In general, I'd like to make things as clear as possible, and make
sure people know that we (or other suitable people) are around to
assist.

> I think you'd learn more from the sweaty-palms exercise of putting
> back to ON via Mercurial than you'd ever learn in a web of
> my-feature-hg workspaces.
>
> We can run along with something like hg2wx, and I can agree with it as
> it seems to be the group consensus, but I'm less certain that we'll do
> much seeding.

I'm not sure we will either, but I still don't see how that logic pans
out.  People are unlikely to actually care about this stuff until they
have to, and I suspect would prefer it didn't happen (call me
cynical...), the people most likely to sign on to try it out early in
your scheme are the same people that most likely already use it.

>> Jim> - We'll be providing existing project teams -- even those that
>> Jim>  start on day T-1 -- with no reason to bother with Mercurial,
>> Jim>  because (from their perspective) there's no guarantee they'd ever
>> Jim>  be able to integrate from an hg-based workspace.
>> 
>> I thought about providing a backwards bridge (hg2wx or some such thing)
>> but haven't done anything about implementation.
>
> OK.  Since it seems that I'm interested (;-}), I guess I'll take some
> time to look into it.

If you use cdm's active list as the source of data, it's probably not
that bad.  If you do choose to do it that way, I'm willing to help, if
I can.

>> Jim> I guess I'm expecting more ETOOHARD than you are.  :->
>> 
>> Given a choice between doing development work in Mercurial and switching
>> at the last minute using an automated script, I expect most project
>> teams would find the 1st choice more of a risk, though I suppose I could
>> be wrong.
>
> That makes you one of the converted.

I can't tell if that's a pun, or a mis-reading of the paragraph
above.  I'm going to assume the former and groan.

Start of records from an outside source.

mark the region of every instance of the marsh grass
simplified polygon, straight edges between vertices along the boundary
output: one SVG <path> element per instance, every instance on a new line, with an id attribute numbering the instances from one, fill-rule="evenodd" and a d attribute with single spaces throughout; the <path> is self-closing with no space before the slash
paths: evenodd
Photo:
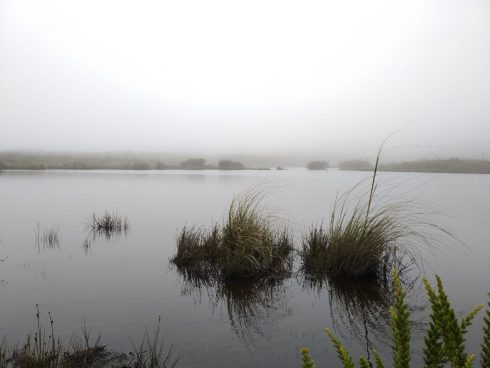
<path id="1" fill-rule="evenodd" d="M 41 248 L 59 248 L 60 247 L 60 228 L 59 226 L 52 226 L 47 229 L 41 230 L 41 225 L 37 224 L 34 229 L 36 236 L 36 247 Z"/>
<path id="2" fill-rule="evenodd" d="M 129 232 L 129 221 L 127 217 L 121 216 L 118 212 L 112 213 L 106 211 L 102 216 L 95 213 L 85 225 L 88 234 L 82 242 L 82 249 L 88 253 L 92 244 L 98 238 L 104 238 L 106 241 L 118 240 L 123 235 L 127 236 Z"/>
<path id="3" fill-rule="evenodd" d="M 177 365 L 179 357 L 176 356 L 173 345 L 167 347 L 165 338 L 161 336 L 161 319 L 158 317 L 157 327 L 151 336 L 148 329 L 139 346 L 133 345 L 133 351 L 129 353 L 130 366 L 134 368 L 173 368 Z"/>
<path id="4" fill-rule="evenodd" d="M 171 259 L 179 269 L 221 280 L 282 277 L 291 270 L 292 242 L 277 217 L 263 207 L 266 192 L 235 196 L 222 225 L 184 227 Z"/>
<path id="5" fill-rule="evenodd" d="M 92 214 L 92 218 L 87 223 L 87 228 L 93 233 L 104 234 L 110 238 L 113 234 L 121 234 L 129 231 L 129 222 L 126 217 L 118 212 L 105 212 L 102 216 Z"/>
<path id="6" fill-rule="evenodd" d="M 140 348 L 125 354 L 109 350 L 101 343 L 100 335 L 92 339 L 85 323 L 81 334 L 74 334 L 65 345 L 55 335 L 51 314 L 48 316 L 49 328 L 46 329 L 41 324 L 41 313 L 36 305 L 36 331 L 13 348 L 9 348 L 6 338 L 1 340 L 0 368 L 173 368 L 177 364 L 174 347 L 167 347 L 161 338 L 160 319 L 155 334 L 150 336 L 146 331 Z"/>
<path id="7" fill-rule="evenodd" d="M 349 278 L 389 278 L 391 269 L 421 268 L 415 245 L 431 244 L 433 230 L 452 236 L 432 223 L 434 213 L 413 200 L 389 201 L 379 195 L 378 151 L 367 193 L 356 196 L 365 181 L 337 197 L 328 226 L 313 226 L 303 235 L 302 268 L 309 274 Z M 427 213 L 424 213 L 427 210 Z M 437 242 L 434 242 L 437 243 Z"/>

>> I'll need to think about this some more when I'm less fuzzy-brained.
>> 
>> What manual lock removal has meant for the current bridge is that when
>> there's a problem, it doesn't get compounded by subsequent putbacks that
>> pile on top of the broken one.  That's a property I'd like to see
>> preserved in any automated reverse bridge.
>
> There's no such fear here.  A lost lock means that the changes are not
> committed, the transaction rolls back, and the user must resync and
> try again.

I haven't looked at your locking model in detail, but I do recall
being concerned about the risk of a change partially integrating, when
I read through it the first time.

(it hitting a subsidiary workspace but never fully propagating
through the rest)

> It's not an instance of "breakage."  I agree that if any of the gates
> were in some sort of unstable state (where we weren't sure what was in
> the gate), the right thing to do would be to disable putbacks and call
> in a human ... or at least a gatekeeper.

Which is a problem in itself, at this point the gate staff aren't
really familiar with the Hg way of the world either (because they have
no specific reason to be, yet).

Our plan of record is to migrate SFW first, as has been said.  I think
a lot of the surrounding expertise will come out of that (and project
gates).  How best to spread that knowledge I'm not yet sure of.